5. Penarikan Kembali Hibah
Penarikan kembali atas hibah adalah merupakan perbuatan yang
diharamkan meskipun hibah itu terjadi antara dua orang yang bersaudara atau
suami isteri. Adapun hibah yang boleh ditarik hanyalah hibah yang dilakukan
atau diberikan orang tua kepada anak-anaknya.
Dasar hukum ketentuan ini dapat ditemukan dalam hadits
Rasulullah SAW yang diriwayatkan oleh Abu Daud, An- Nasa'i, Ibnu Majjah dan
At-tarmidzi yang artinya berbunyi sebagai berikut :
"Dari Ibnu Abbas dan Ibnu 'Umar bahwa Nabi Muhammad SAW
bersabda : "Tidak halal bagi seorang lelaki untuk memberikan pemberian
atau menghibahkan suatu hibah, kemudian dia mengambil kembali pemberiannya,
kecuali hibah itu dihibahkan dari orang tua kepada anaknya. Perumpamaan bagi
orang yang memberikan suatu pemberian kemudian dia rujuk di dalamnya (menarik
kembali pemberiannya), maka dia itu bagaikan anjing yang makan, lalu setelah
anjing itu kenyang ia muntah, kemudian ia memakan muntah itu kembali.
6. Hikmah dalam Amalan Hibah
Hibah disyari’atkan dalam Islam dengan
galakan yang mendalam adalah untuk memaut hati kalangan masyarakat Islam itu
sendiri sesama mereka dan memperdekatkan perasaan kejiwaan sesama manusia yang
hidup dalam masyarakat Islam atau di luar masyarakat Islam. Keistimewaan hibah
ini ialah ianya boleh dilakukan kepada orang yang bukan Islam sekali pun,
bahkan kepada musuh-musuh yang membenci Islam apabila diketahui lembut hatinya
apabila di’beri’kan sesuatu. Hibah ini merupakan salah satu aktiviti
kemasyarakatan yang berkesan memupuk rasa hormat, kasih sayang, baik sangka,
toleransi, ramah mesra dan kecaknaan dalam kehidupan sosial sesebuah negara.

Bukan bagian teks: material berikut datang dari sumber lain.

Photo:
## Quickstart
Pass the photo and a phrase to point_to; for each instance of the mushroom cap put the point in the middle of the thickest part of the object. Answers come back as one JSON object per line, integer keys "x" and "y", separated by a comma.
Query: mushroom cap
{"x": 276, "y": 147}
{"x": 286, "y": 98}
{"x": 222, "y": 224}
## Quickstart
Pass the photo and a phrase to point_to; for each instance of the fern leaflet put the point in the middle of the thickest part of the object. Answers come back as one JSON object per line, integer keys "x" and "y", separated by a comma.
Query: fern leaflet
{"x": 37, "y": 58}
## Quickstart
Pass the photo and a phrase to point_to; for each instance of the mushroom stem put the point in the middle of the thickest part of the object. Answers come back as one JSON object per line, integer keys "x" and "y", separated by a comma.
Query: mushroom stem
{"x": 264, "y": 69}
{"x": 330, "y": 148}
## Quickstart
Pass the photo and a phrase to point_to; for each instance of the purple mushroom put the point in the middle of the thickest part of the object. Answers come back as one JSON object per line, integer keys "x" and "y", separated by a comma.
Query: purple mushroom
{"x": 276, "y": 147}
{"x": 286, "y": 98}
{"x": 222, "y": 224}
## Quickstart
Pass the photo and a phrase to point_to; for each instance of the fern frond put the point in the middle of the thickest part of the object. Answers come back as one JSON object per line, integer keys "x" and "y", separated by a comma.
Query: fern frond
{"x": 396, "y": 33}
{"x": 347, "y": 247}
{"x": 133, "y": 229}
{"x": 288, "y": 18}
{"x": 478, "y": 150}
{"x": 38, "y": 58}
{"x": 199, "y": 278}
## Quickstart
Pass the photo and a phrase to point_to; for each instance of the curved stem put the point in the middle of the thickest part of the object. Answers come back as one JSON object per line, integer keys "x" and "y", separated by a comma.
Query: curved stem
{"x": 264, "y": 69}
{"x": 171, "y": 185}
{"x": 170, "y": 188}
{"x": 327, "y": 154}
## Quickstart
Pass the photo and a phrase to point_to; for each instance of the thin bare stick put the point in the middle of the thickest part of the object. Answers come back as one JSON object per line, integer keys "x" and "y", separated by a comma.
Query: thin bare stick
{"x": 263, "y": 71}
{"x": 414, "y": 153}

Secara ringkasnya, hikmah hibah ini boleh dirumuskan dalam perkara berikut
(tanpa menghadkan kepada perkara di bawah) :
11.1. melunakkan hati sesama manusia
11.2. menghilangkan rasa segan dan malu sesama jiran, kawan, kenalan dan ahli
masyarakat
11.3. menghilangkan rasa dengki dan dendam sesama anggota masyarakat
11.4. Menimbulkan rasa hormat, kasih sayang, mesra dan tolak
ansur sesama ahli setempat.
11.5. meningkatkan citarasa kecaknaan dan saling membantu dalam kehidupan
11.6. memudahkan aktiviti saling menasihati dan pesan-memesan dengan kebenaran
dan kesabaran
11.7. menumbuhkan rasa penghargaan dan baik sangka sesama manusia
11.8. mengelak perasaan khianat yang mungkin wujud sebelumnya
11.9. meningkatkan semangat bersatu padu dan bekerjasama
11.10. dapat membina jejambat perhubungan dengan pihak yang menerima hibah.
1. Firman Allah SWT (QS.
Al-Baqarah : 177) yang artinya:
Bukanlah kebaikan itu engkau mengarahkan wajahmu menghadap timur dan barat.
Akan tetapi kebaikan itu adalah orang yang beriman kepada Allah, hari akhir,
para malaikat, para nabi, memberikan harta yang disukainya kepada kerabat
dekatnya, anak-anak yatim, orang-orang miskin, orang yang meminta-minta dan
untuk membebaskan budak.
2. Firman Allah SWT QS Al-Baqarah
: 261 :
Perumpamaan (nafkah yang dikeluarkan oleh) orang-orang yang menafkahkan
hartanya di jalan Allah[166] adalah serupa dengan sebutir benih yang
menumbuhkan tujuh bulir, pada tiap-tiap bulir seratus biji. Allah melipat
gandakan (ganjaran) bagi siapa yang Dia kehendaki. Dan Allah Maha Luas
(karunia-Nya) lagi Maha Mengetahu
B. SEDEKAH
1.Pengertian
Sedekah
Sedekah asal kata bahasa Arab shadaqoh
yang berarti suatu pemberian yang diberikan oleh seorang muslim kepada orang
lain secara spontan dan sukarela tanpa dibatasi oleh waktu dan jumlah tertentu.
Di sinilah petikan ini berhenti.